Но это мнѣніе точно также не имѣетъ основанія, какъ и другое старопольское сказаніе о происхожденіи самаго Романа Галицкаго, будто бы отъ Давида Игоревича, не смотря на то, что у того же стариннаго лѣтописца южнорусскаго этотъ послѣдній прямо даже именуется «продколъ княжатъ Острожскихъ»{3}, потому что по прямому сказанію нашей отечественной исторіи Даніилъ вовсе не былъ потомкомъ Ярослава Святополковнча, а происходилъ по прямой линіи отъ Владиміра Мономаха, чрезъ сына его Мстислава I-го и правнука Мстислава Изяславича II-го, отца Романа Галицкаго{4}.
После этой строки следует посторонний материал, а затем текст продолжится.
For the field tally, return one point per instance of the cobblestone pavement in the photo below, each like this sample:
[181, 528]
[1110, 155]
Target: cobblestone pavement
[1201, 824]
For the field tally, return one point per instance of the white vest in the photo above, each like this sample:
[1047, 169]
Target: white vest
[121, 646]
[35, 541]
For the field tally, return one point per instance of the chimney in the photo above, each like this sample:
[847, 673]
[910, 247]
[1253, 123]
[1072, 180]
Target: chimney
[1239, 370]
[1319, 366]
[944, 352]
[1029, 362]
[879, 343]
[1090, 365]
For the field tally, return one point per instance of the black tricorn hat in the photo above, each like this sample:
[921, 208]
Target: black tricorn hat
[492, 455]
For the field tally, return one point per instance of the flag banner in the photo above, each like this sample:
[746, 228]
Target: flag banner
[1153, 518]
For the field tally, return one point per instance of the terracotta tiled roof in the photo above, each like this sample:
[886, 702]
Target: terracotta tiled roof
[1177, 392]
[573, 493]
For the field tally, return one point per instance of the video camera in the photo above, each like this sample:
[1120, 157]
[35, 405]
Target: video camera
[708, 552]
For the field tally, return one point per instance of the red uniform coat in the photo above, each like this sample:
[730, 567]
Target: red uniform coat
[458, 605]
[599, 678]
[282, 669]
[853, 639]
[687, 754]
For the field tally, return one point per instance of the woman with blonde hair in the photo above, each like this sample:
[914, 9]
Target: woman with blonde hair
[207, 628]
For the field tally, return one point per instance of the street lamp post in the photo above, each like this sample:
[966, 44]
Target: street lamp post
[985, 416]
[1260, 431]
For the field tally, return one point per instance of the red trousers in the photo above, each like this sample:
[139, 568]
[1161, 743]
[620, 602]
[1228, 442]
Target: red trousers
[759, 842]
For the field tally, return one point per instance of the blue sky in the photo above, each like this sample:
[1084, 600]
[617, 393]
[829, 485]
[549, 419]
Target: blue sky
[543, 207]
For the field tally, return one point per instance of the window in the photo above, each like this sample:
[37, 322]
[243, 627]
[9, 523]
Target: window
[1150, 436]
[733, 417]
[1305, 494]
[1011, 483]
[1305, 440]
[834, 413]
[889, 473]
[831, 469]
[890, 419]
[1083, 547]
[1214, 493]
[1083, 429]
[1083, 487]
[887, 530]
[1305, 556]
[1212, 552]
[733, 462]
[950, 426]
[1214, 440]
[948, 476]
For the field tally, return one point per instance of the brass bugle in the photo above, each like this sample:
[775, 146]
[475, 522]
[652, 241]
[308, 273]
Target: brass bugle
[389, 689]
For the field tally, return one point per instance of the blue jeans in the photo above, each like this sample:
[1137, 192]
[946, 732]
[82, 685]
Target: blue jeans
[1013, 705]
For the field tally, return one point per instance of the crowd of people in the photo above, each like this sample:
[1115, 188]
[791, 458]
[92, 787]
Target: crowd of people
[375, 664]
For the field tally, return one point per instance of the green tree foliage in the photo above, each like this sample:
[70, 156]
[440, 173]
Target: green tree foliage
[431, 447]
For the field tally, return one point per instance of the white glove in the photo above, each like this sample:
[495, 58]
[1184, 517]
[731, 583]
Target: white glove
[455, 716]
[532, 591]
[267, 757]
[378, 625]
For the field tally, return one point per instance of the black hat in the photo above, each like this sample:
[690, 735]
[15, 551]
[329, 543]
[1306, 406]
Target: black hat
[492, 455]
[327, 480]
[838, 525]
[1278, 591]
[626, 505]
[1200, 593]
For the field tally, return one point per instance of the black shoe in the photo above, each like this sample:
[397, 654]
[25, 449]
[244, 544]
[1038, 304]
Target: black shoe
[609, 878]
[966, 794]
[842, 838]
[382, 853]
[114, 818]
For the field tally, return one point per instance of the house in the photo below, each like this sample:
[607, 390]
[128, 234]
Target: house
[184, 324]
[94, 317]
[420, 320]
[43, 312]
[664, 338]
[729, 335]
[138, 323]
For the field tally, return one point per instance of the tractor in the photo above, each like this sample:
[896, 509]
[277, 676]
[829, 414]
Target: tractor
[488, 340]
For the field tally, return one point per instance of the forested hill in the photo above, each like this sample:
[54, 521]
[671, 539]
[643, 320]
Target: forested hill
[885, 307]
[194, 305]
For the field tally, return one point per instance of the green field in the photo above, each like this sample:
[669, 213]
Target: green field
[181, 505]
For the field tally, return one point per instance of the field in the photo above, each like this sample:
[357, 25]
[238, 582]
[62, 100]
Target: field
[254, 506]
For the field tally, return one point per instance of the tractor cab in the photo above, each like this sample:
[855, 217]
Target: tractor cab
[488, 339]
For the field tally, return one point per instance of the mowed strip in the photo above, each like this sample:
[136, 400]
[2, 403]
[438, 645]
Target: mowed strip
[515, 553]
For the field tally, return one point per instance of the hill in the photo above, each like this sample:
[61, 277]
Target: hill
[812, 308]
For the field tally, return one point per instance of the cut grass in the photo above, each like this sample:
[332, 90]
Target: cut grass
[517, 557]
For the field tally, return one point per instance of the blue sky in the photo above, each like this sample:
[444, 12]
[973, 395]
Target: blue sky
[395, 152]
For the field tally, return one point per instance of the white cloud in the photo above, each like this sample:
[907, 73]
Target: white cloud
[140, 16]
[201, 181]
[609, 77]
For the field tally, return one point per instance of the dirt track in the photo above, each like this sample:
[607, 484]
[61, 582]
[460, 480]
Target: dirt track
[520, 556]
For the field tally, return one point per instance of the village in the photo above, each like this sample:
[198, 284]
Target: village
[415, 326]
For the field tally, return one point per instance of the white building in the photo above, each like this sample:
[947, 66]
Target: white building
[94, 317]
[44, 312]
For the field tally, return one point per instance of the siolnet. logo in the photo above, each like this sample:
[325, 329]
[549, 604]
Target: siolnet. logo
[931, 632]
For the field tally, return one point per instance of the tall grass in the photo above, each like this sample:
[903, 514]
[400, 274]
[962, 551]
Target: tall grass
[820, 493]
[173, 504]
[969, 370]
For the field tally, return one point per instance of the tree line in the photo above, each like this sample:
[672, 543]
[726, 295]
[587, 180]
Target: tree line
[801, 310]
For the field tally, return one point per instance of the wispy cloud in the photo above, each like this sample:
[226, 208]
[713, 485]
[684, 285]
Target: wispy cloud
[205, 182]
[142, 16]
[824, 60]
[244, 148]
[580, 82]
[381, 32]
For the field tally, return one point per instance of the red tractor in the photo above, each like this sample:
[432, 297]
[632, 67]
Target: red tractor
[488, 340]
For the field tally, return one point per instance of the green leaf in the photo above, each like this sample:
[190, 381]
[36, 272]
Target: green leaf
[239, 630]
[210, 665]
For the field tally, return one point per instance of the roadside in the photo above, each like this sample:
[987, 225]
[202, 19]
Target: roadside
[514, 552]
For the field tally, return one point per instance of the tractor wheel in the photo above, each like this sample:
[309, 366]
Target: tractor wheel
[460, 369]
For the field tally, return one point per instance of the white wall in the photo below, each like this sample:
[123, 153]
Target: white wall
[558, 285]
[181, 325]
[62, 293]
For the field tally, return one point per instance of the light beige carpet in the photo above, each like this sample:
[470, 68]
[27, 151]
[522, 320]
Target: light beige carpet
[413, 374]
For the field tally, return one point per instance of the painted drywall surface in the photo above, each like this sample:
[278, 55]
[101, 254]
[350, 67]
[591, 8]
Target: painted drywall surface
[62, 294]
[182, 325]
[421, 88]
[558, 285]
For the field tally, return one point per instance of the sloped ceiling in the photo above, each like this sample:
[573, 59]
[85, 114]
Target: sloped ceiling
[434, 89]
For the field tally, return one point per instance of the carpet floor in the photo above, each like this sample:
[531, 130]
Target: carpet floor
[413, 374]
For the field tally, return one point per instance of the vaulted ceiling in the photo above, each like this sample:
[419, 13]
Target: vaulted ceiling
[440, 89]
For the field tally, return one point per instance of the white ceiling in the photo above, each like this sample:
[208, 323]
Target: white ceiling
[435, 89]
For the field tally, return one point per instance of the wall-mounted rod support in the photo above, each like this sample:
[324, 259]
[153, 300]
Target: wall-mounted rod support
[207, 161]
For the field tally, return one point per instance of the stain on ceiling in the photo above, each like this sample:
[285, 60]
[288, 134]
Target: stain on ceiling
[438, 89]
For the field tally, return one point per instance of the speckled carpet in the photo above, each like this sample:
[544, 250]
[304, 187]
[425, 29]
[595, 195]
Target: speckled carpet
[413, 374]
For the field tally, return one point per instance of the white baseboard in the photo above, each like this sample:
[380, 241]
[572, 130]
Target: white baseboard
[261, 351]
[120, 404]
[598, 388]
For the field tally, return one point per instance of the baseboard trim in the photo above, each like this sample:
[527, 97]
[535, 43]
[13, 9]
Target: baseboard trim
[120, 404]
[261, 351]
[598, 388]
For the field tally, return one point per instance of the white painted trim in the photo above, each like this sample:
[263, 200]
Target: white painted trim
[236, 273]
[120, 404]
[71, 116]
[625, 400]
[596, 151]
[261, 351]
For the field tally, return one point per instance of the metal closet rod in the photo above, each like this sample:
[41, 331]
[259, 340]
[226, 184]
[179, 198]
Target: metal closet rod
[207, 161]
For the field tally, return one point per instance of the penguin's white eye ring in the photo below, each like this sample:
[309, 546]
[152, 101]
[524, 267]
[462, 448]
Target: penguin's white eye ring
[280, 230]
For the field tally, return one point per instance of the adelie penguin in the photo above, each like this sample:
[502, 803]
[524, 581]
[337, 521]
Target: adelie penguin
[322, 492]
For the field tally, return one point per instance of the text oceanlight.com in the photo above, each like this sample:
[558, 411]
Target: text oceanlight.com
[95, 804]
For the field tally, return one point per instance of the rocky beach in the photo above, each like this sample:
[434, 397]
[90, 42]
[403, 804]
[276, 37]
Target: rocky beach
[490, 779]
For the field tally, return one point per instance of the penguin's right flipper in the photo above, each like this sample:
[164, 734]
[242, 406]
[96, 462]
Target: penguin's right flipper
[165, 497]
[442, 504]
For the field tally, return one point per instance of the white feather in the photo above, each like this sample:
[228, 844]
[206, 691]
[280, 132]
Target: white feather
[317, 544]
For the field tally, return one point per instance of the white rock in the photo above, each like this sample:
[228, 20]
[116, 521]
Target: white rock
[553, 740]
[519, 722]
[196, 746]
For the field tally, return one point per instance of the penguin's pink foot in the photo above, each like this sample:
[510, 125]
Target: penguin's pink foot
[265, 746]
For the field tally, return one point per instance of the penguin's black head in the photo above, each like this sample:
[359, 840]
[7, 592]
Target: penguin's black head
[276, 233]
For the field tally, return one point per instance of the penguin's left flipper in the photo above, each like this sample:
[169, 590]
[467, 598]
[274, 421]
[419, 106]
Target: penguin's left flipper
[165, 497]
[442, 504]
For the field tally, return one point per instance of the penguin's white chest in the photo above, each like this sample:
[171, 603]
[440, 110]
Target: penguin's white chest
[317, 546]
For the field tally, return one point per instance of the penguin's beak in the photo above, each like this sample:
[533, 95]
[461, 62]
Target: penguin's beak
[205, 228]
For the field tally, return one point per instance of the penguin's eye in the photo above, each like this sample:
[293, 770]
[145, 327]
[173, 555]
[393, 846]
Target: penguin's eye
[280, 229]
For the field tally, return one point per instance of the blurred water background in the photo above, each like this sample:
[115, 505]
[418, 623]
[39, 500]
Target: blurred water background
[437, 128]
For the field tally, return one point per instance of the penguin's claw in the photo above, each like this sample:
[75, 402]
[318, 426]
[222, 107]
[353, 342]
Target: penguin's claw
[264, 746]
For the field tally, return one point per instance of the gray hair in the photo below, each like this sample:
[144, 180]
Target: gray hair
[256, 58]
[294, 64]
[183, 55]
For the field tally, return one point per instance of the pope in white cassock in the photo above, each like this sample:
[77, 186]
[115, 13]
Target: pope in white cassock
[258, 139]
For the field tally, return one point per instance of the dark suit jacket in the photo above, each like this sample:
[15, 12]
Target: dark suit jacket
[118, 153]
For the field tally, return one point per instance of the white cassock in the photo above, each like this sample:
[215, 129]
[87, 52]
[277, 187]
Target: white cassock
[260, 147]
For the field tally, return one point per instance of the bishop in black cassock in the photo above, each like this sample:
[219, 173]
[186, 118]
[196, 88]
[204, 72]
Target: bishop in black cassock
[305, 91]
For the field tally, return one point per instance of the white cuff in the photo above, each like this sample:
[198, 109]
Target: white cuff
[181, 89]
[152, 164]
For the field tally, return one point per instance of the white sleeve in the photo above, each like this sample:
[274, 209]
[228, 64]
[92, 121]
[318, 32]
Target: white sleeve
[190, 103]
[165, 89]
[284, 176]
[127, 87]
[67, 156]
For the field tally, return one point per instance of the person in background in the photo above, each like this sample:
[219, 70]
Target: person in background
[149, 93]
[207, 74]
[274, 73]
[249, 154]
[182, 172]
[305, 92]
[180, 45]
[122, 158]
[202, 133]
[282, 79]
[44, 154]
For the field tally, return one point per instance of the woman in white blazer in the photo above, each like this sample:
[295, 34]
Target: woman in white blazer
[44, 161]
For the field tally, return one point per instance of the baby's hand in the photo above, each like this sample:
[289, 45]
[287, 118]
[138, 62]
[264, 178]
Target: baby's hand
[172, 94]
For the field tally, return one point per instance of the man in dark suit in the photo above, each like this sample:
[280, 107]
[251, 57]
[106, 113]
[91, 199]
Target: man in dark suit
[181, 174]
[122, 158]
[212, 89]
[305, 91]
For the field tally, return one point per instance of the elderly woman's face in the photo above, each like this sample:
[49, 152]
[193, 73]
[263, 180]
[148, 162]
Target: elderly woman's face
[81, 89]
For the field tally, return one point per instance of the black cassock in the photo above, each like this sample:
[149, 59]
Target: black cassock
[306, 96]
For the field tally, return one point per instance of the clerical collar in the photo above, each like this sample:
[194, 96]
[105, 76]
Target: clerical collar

Настоящее несомнѣнно-историческое свидѣтельство о происхожденіи пр. Ѳеодора, равно какъ и всего Острожскаго княжескаго рода, представляютъ старинные помянники кіевскихъ церквей, гдѣ записанъ «родъ князя Константина Ивановича Острожскаго», вскорѣ послѣ погребенія его въ Кіево-Печерской лавръ, слѣдовательно въ тридцатыхъ годахъ XVI въка. Тамъ имена предковъ князя Константина представляются въ слѣдующемъ порядкѣ:

«Князя Георгія,

князя Димитрія,

князя Даніила,

князя Ѳеодора во иноцѣхъ Ѳеодосія» и т. д.

Соотвѣтственно этому рядъ княгинь представляетъ слѣдующія имена:

«княгини Варвары,

княгини, инокини Елисаветы,

княгини Василиссы,

княгини Агаѳіи, во инокиняхъ Агриппины», и пр.

Такимъ образомъ, мы получаемъ родоначальниковъ пр. Ѳеодора въ лицѣ прадѣда его князя Георгія и его княгини Варвары и дѣда его Димитрія и княгини его Елисаветы{5}.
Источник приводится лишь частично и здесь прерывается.